そして午後8時。部屋で寛いでいたところに鈴が再び現れ、箒に向かって部屋を変われと言い渡した。それに箒が怒り、こうして口論が続いている。
(つーか、すげぇ迷惑なんだが。)
2人を仲裁しようとすると「うるさい!」と一喝され、それならばと部屋を出ようとすると「逃げるな!」と言われる。どうしろと。
「私の部屋はここだ!第一、お前と一夏がどういう関係かは知らんが、転校して早々部屋を変えられる訳ないだろう!」
「んなもんやってみないと分かんないでしょ!それに、私と一夏は『約束』したし!そうでしょ一夏!」
「え!?あぁ、えぇっと・・・。」
いきなり鈴に振られて、一夏は焦る。『約束』・・・一体どんな事だったか。確か小学生の頃に何か約束した気がする。
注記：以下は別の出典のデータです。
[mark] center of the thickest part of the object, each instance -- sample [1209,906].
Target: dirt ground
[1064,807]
(まずいまずい!頑張って思い出せ!ここで忘れたなんて言ったら人生終わりだ!)
脳内のコンピューターをフルに動かして、記憶を辿っていく。鈴が「忘れた訳じゃないでしょうねぇ。」という風に視線を送り、箒も一夏を注視している。
ますます焦る一夏だったが、突如頭に電撃が走った。
「そ、そうだ!鈴の料理の腕が上がったら!」
その言葉に、鈴が嬉しそうに声をあげる。正解だったようだ。
「そうそう!そしたら酢豚を毎日・・・。」
「・・・奢ってくれるんだったな!」
よし、覚えていたぞ!と歓喜するのも束の間、部屋の空気が凍りついたのを一夏は感じ取った。鈴の目から光が消えている。
「あ・・・あれ?どうし―」
言い終わるより早く、頬に衝撃が走り、じんじんと痛みが広がる。頭の中がパニックになりながらも、一夏は鈴に向き直す。
「・・・最低。」
ビンタを食らわせた鈴が、今にも泣き出しそうな顔で此方を睨んでいた。
「アンタ最っ低!全然約束覚えてないじゃない!死ね!犬に噛まれて死ね!!」
「お、おい鈴!」
そのまま鈴は部屋を飛び出していった。乱暴に開かれた扉が閉まり、辺りを静寂が包む。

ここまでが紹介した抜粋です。